John O'Connor

Personal information
- Nationality: Irish
- Born: 1 August 1894 Killarney, Ireland
- Died: 10 October 1977 (aged 83) Dublin, Ireland

Sport
- Sport: Athletics
- Event: Triple jump

= John O'Connor (triple jumper) =

Irish triple jumper

John O'Connor (1 August 1894 - 10 October 1977), also known as John Connor, was an Irish athlete and policeman. O'Connor would join the Royal Irish Constabulary and later the Royal Ulster Constabulary after the former's disbandment. Representing Ireland, he competed at the 1924 Summer Olympics in the men's triple jump but did not advance past the qualifying stages.

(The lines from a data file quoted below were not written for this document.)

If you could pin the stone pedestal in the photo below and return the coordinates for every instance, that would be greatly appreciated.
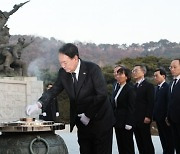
(15, 94)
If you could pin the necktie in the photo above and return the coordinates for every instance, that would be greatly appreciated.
(74, 81)
(173, 84)
(116, 90)
(157, 91)
(136, 85)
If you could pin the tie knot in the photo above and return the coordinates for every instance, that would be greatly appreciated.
(174, 81)
(74, 74)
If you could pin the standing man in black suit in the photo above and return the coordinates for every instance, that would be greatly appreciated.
(51, 112)
(160, 111)
(144, 103)
(174, 103)
(90, 108)
(124, 103)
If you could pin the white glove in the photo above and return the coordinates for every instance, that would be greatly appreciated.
(57, 114)
(44, 114)
(128, 127)
(85, 120)
(32, 108)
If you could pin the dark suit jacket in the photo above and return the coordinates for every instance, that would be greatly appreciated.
(91, 96)
(161, 103)
(144, 101)
(124, 112)
(174, 103)
(51, 110)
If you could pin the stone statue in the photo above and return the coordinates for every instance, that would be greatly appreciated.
(10, 55)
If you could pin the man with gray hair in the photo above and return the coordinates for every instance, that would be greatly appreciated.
(144, 103)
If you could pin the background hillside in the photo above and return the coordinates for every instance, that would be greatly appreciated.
(43, 52)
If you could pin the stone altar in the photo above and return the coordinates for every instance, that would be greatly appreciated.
(15, 94)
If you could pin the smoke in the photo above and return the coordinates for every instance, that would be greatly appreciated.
(35, 67)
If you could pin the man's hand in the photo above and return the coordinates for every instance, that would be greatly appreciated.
(128, 127)
(44, 114)
(147, 120)
(57, 114)
(85, 120)
(33, 108)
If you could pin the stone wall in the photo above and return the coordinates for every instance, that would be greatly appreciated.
(15, 94)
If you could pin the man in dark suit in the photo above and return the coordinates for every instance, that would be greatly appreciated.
(51, 112)
(160, 111)
(174, 103)
(90, 108)
(144, 103)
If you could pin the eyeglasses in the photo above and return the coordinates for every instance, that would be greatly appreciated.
(172, 67)
(135, 70)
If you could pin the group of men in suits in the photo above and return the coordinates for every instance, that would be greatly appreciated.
(92, 112)
(90, 107)
(160, 103)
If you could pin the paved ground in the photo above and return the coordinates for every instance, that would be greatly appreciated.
(73, 147)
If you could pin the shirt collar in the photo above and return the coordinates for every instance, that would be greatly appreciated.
(77, 68)
(140, 81)
(178, 77)
(160, 85)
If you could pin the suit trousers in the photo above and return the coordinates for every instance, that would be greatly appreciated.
(166, 138)
(93, 142)
(176, 135)
(125, 141)
(143, 139)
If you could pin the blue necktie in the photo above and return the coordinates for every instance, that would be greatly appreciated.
(74, 81)
(173, 84)
(116, 90)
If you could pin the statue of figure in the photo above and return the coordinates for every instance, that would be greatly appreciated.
(10, 56)
(4, 16)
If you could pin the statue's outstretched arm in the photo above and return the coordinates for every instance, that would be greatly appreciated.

Domestically, he represented the sports club North Belfast Harriers. At the Irish National Championships he won five titles in the long jump, triple jump, and standing high jump. O'Connor retired from the police force in 1951 as the head constable and would live in Dublin until his death.
==Biography==
John O'Connor was born on 1 August 1894 in Killarney, Ireland. On 16 December 1913 he joined the Royal Irish Constabulary, the police force in Ireland, and would serve in Dublin and County Clare until its disbandment in 1922. After that, he would join the Royal Ulster Constabulary instead.

Domestically, he represented the sports club North Belfast Harriers. At the time he resided in Belfast, he would compete for Ireland at the 1924 Summer Olympics in Paris, France, for Ireland's first Olympic Games participation. There, he competed in the men's triple jump. In the qualifying round on 12 July, he recorded a distance of 13.990 metres and was placed fifth out of the nine competitors in that round; he did not qualify for the finals.

In his domestic sports career, he competed in the long jump, triple jump, and standing high jump. At the Irish Athletics Championships, he won five titles in each event, with his best distances in the long jump and triple jump being 6.97 metres and 14.45 metres, respectively. O'Connor retired from the police force in 1951 as the head constable. He lived in Dublin until his death on 10 October 1977 at the age of 83. He was buried at Rooske Cemetery.